The Attorney-General

I have received no representations of the nature mentioned in the question. The Director of Public Prosecutions has established a senior liaison committee as a forum for discussion of matters of mutual interest to the Crown Prosecution Service and other agencies within the criminal justice system, including the Association of Chief Police Officers. Discussions with ACPO in that forum have been wide ranging and constructive. Press reports critical of the CPS and apparently based on comments by individual police officers do not accurately reflect the working relationship between the Crown Prosecution Service and the police service.

60. Mr. Burt

asked the Attorney-General how many staff have been recruited to the Crown Prosecution Service since 1 April.

The Attorney-General

Recruitment in the Crown Prosecution Service has been conducted in accordance with the practice within the Civil Service. Thus, clerical and support staff, including those in the secretarial group, have been recruited locally under delegated arrangements. Recruitment in respect of all other grades has been by means of national open competition under the auspices of the Civil Service Commission. The combined figures for local and central recruitment for the period 1 April 1986 to 31 December 1986 are as follows:

Category Number recruited
Clerical Support Staff (including Secretarial Group) 395
Executive Support Staff 242
(141 Crown Prosecutors 34 Senior Crown Prosecutors) 175

Much of the recruitment activity has been directed towards London and the figures for London, included in those given previously, are as follows:

Clerical Support Staff 180
Executive Support Staff 195
Crown Prosecutors 62
Senior Crown Prosecutors 15 77

These figures do not include those staff who transferred to the Crown Prosecution Service under the transfer of staff regulations.

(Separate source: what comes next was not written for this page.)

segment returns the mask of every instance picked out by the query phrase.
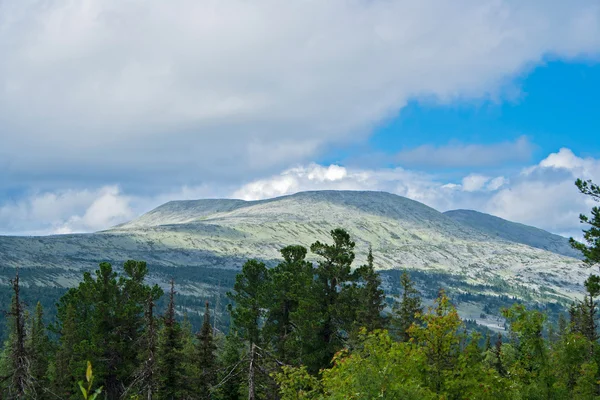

So far as lawyer posts are concerned, arrangements have been made for the Civil Service Commission to continue to organise monthly competitions. These will be confined largely to entry at Crown prosecutor level and will chiefly be for allocation within London. Recent competitions have continued to yield approximately 100 applications per round and there is no reason to suppose that the recruitment of lawyers will fall away. The Crown Prosecution Service will therefore continue to apply rigorous standards to recruitment seeking to engage only the most suitable candidates.

Recruitment of support staff has resulted in the Crown Prosecution Service being fully up to complement with ad hoc recruitment being used solely to replace natural wastage or to meet increases in complement.